Department of Anesthesiology and Intensive Care, Hautepierre Hospital, Strasbourg University Hospital, Strasbourg, France.
EA 3072, Mitochondrie Stress Oxydant et Protection Musculaire, Faculté de Médecine, FRU 6702, Fédération de Médecine Translationnelle de Strasbourg (FMTS), Strasbourg, France.
Front Immunol. 2021 Mar 1;12:606622. doi: 10.3389/fimmu.2021.606622. eCollection 2021.
Damage-associated molecular patterns (DAMPs) are a group of immunostimulatory molecules, which take part in inflammatory response after tissue injury. Kidney-specific DAMPs include Tamm-Horsfall glycoprotein, crystals, and uromodulin, released by tubular damage for example. Non-kidney-specific DAMPs include intracellular particles such as nucleus [histones, high-mobility group box 1 protein (HMGB1)] and cytosol parts. DAMPs trigger innate immunity by activating the NRLP3 inflammasome, G-protein coupled class receptors or the Toll-like receptor.
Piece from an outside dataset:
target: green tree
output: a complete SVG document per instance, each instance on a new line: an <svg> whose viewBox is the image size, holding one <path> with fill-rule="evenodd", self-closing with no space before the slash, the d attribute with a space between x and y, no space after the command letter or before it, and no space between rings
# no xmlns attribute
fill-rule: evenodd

Tubular necrosis leads to acute kidney injury (AKI) in either septic, ischemic or toxic conditions. Tubular necrosis releases DAMPs such as histones and HMGB1 and increases vascular permeability, which perpetuates shock and hypoperfusion via Toll Like Receptors. In acute tubular necrosis, intracellular abundance of NADPH may explain a chain reaction where necrosis spreads from cell to cell. The nature AKI in intensive care units does not have preclinical models that meet a variation of blood perfusion or a variation of glomerular filtration within hours before catecholamine infusion. However, the dampening of several DAMPs in AKI could provide organ protection. Research should be focused on the numerous pathophysiological pathways to identify the relative contribution to renal dysfunction. The therapeutic perspectives could be strategies to suppress side effect of DAMPs and to promote renal function regeneration.
损伤相关分子模式(DAMPs)是一组免疫刺激分子,在组织损伤后参与炎症反应。肾脏特异性 DAMPs 包括 Tamm-Horsfall 糖蛋白、晶体和尿调素,它们是由管状损伤释放的。非肾脏特异性 DAMPs 包括细胞核内颗粒(如组蛋白、高迁移率族蛋白 B1 [HMGB1])和细胞质部分。DAMPs 通过激活 NRLP3 炎性体、G 蛋白偶联受体或 Toll 样受体来触发先天免疫。管状坏死导致脓毒症、缺血或中毒情况下的急性肾损伤(AKI)。管状坏死释放 DAMPs,如组蛋白和 HMGB1,并增加血管通透性,通过 Toll 样受体使休克和低灌注持续存在。在急性肾小管坏死中,细胞内 NADPH 的丰度可能解释了从一个细胞到另一个细胞传播的坏死链反应。重症监护病房中 AKI 的性质没有临床前模型,这些模型在儿茶酚胺输注前数小时内不能满足血液灌注或肾小球滤过率的变化。然而,AKI 中几种 DAMPs 的抑制可能提供器官保护。研究应集中在众多病理生理途径上,以确定其对肾功能障碍的相对贡献。治疗的观点可以是抑制 DAMPs 的副作用和促进肾功能再生的策略。